De la gente y sus máscaras

Las máscaras son expresiones fijas y ecos admirables de sentimientos, a un tiempo fieles, discretas y superlativas. Los seres vivientes, en contacto con el aire, deben cubrirse de una cutícula, y no se puede reprochar a las cutículas que no sean corazones.

George Santayana, Soliquies in England and Later Soliloquies. 1922.

Antes de comenzar este texto, quiero abrir un pequeño inciso para explicar sus motivos con detenimiento, puesto que sus motivos son en parte son los míos propios, y nunca se entiende algo tan bien como cuando se conoce el punto de origen.

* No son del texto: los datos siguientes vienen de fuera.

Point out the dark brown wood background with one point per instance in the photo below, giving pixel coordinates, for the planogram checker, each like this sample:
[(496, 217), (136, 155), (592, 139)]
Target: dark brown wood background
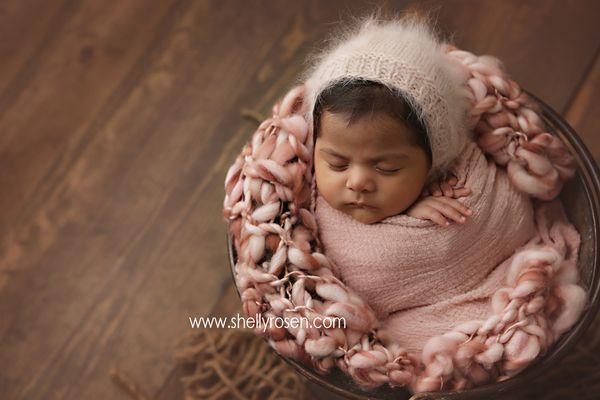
[(118, 121)]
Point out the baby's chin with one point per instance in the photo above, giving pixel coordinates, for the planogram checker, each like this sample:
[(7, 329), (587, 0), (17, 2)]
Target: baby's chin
[(365, 215)]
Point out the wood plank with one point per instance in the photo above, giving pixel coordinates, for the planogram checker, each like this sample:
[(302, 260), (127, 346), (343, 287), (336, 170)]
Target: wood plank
[(22, 43), (584, 113)]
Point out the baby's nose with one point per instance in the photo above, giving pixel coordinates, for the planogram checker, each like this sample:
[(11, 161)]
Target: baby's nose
[(359, 180)]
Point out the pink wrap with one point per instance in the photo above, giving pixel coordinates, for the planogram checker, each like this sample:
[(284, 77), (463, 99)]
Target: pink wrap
[(406, 279), (422, 279)]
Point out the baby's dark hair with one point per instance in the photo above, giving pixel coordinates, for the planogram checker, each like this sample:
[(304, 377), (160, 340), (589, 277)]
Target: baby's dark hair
[(357, 97)]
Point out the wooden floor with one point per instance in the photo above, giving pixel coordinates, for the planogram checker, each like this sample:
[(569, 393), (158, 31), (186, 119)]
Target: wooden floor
[(118, 121)]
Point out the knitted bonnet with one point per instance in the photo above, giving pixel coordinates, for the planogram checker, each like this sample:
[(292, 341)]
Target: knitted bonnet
[(406, 56)]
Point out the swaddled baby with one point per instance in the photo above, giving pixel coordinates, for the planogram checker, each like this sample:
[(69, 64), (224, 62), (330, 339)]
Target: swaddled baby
[(411, 213), (371, 179)]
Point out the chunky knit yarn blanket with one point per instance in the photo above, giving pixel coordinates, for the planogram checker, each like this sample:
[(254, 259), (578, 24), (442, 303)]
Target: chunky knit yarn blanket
[(492, 295), (422, 279)]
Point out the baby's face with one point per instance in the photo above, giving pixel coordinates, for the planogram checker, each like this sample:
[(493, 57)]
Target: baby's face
[(371, 162)]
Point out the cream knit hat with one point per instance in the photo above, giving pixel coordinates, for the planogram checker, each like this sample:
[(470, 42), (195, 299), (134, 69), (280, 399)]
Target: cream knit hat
[(403, 54)]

Últimamente mi tesis me ha llevado a abordar literatura sociológica que no hubiera tocado si el tema fuera uno más simple, más directo o más específicamente relacionado con lo que se supone la comunicación social debería revisar todos los días. Estoy -para resumir- buscando la creación de un estigma (atributo que hace de alguien una no-persona, un desacreditado social, un paria) en el huérfano latinoamericano por excelencia: El Chavo del Ocho. El cómo y dónde quedarían como material suficientemente extenso para otro post.

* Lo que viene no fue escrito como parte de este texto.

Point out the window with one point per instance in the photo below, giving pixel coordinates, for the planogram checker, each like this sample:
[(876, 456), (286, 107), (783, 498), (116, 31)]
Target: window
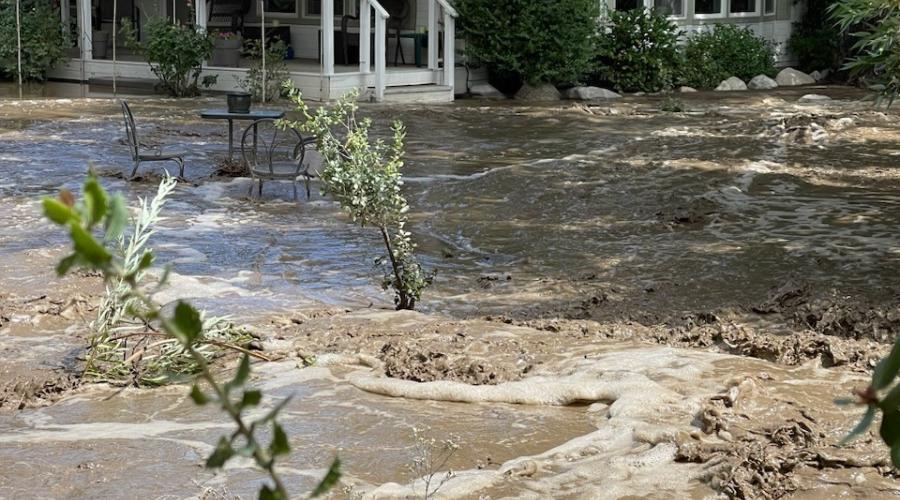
[(280, 8), (314, 8), (743, 7), (708, 7), (671, 8)]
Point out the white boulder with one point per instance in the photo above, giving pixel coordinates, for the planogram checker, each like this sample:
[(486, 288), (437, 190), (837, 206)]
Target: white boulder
[(790, 77), (732, 83), (590, 94), (762, 82)]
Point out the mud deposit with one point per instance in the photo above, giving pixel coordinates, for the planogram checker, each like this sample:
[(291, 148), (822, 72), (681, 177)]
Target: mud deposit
[(629, 303)]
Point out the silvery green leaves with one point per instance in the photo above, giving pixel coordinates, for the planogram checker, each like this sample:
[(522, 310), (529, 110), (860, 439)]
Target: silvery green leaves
[(883, 394), (363, 175), (185, 327), (95, 208)]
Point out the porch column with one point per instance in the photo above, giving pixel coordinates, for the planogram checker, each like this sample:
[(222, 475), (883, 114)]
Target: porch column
[(200, 15), (365, 35), (85, 29), (432, 35), (449, 50), (328, 37)]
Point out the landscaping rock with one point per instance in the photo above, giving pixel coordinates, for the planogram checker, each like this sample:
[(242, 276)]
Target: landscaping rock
[(590, 94), (485, 90), (542, 92), (820, 75), (733, 83), (762, 82), (790, 77)]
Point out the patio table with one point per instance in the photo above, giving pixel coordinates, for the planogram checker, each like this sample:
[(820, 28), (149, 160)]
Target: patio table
[(224, 114)]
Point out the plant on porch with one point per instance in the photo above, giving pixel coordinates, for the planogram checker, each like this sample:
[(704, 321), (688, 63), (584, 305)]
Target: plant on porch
[(43, 44), (175, 53), (535, 41), (363, 175)]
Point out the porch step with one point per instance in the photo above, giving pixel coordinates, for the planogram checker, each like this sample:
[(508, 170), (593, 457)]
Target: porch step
[(409, 94), (133, 86)]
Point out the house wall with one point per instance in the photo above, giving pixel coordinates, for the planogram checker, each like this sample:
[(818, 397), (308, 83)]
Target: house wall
[(775, 27)]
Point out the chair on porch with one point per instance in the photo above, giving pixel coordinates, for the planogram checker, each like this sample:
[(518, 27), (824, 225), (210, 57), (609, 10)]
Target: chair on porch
[(272, 152), (398, 10), (135, 146)]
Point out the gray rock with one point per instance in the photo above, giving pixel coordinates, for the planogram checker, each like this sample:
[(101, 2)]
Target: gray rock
[(762, 82), (590, 94), (485, 90), (542, 92), (790, 77), (731, 84)]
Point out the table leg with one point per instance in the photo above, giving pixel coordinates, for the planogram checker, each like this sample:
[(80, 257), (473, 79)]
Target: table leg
[(230, 140)]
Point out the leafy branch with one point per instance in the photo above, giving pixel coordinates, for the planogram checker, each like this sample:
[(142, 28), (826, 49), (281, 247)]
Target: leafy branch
[(99, 212), (363, 175)]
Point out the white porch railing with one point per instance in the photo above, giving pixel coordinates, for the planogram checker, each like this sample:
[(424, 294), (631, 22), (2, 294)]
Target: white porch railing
[(365, 32), (450, 15)]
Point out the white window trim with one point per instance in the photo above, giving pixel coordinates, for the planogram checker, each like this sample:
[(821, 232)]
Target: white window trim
[(348, 9), (280, 15), (755, 13)]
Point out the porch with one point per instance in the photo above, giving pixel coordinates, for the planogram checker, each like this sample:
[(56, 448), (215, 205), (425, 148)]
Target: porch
[(313, 69)]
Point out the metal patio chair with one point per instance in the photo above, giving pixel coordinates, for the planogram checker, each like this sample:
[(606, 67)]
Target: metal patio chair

Para conocer sobre los estigmas por la ruta más expedita, he tenido que ponerme en contacto con la literatura pionera en este tema, que aún se sostiene como pilar de cabecera del campo de la microsociología. Dos libros sobresalen especialmente en esa área, ambos escritos por el sociólogo canadiense Erving Goffman: La presentación de la persona en la vida cotidiana (1959) y Estigma: la imagen deteriorada (1961). En estos libros Goffman concibe a las personas como no se les había visto sino etimológicamente, en vista de que persona quiere decir, en griego antiguo, máscara.

Me tocaba un distanciamiento saludable de la computadora, que me permitiera alejarme temporalmente de la presbicia y otros males oculares propios de comienzos de la tercera edad. Culpable. Estuve viendo la primera temporada de la serie Dexter, originalmente estrenada en 2004, prohibida en Estados Unidos por su "fuerte contenido" y relanzada al mercado el año pasado. La serie caló, tanto, que ahora la tenemos en Latinoamérica a través de distintos canales de cable.

Les digo algo: la serie no ofrece un paseo agradable. Al final de la primera temporada sentimos compasión por un sociópata que, luego de más de 40 asesinatos -todos a asesinos como él, en una especie de retribución karmática mezclada con justicia antisocial-, se entera de que es un ser humano.

Aquí comienza mi reflexión, en el personaje de Dexter: como él mismo se llama en el 4to. capítulo, el "maestro de los disfraces". Dexter imprime sobre su cara una máscara que le convierta en un ser socialmente aceptado, merecedor de todos los derechos que el Siglo XXI de civilización occidental ha logrado alcanzar. Más aún, esta máscara le permite caminar como "lobo entre los corderos" y mantener a todos a raya, suficientemente alejados para que no huelan la sangre que se desprende de su figura.

Y es que Dexter está, según él mismo, vacío por dentro. Nada más que un armazón que camina por el mundo cumpliendo con un código que su padre adoptivo le enseñó para sobrevivir. Para matar y no ser detectado.

Creo que la admiración y simpatía inmediata que nos despierta Dexter no es casual. Es obvia, resalta como conejo ante las luces altas de un vehículo. Y se queda paralizada igual, enseñándonos su diminito cuerpo de asombro por estar ahí. Nos encontramos a nosotros mismos preguntándonos el cómo sentimos simpatía e identificación con un ser que comete, casi con satisfacción morbosa mezclada con una motivación cívica que no podemos racionalizar, el acto más deplorado por todas las sociedades del mundo. Nos horrorizamos, pero no dejamos la simpatía de lado. En algún nivel nos sigue molestando esa piedrita en el zapato.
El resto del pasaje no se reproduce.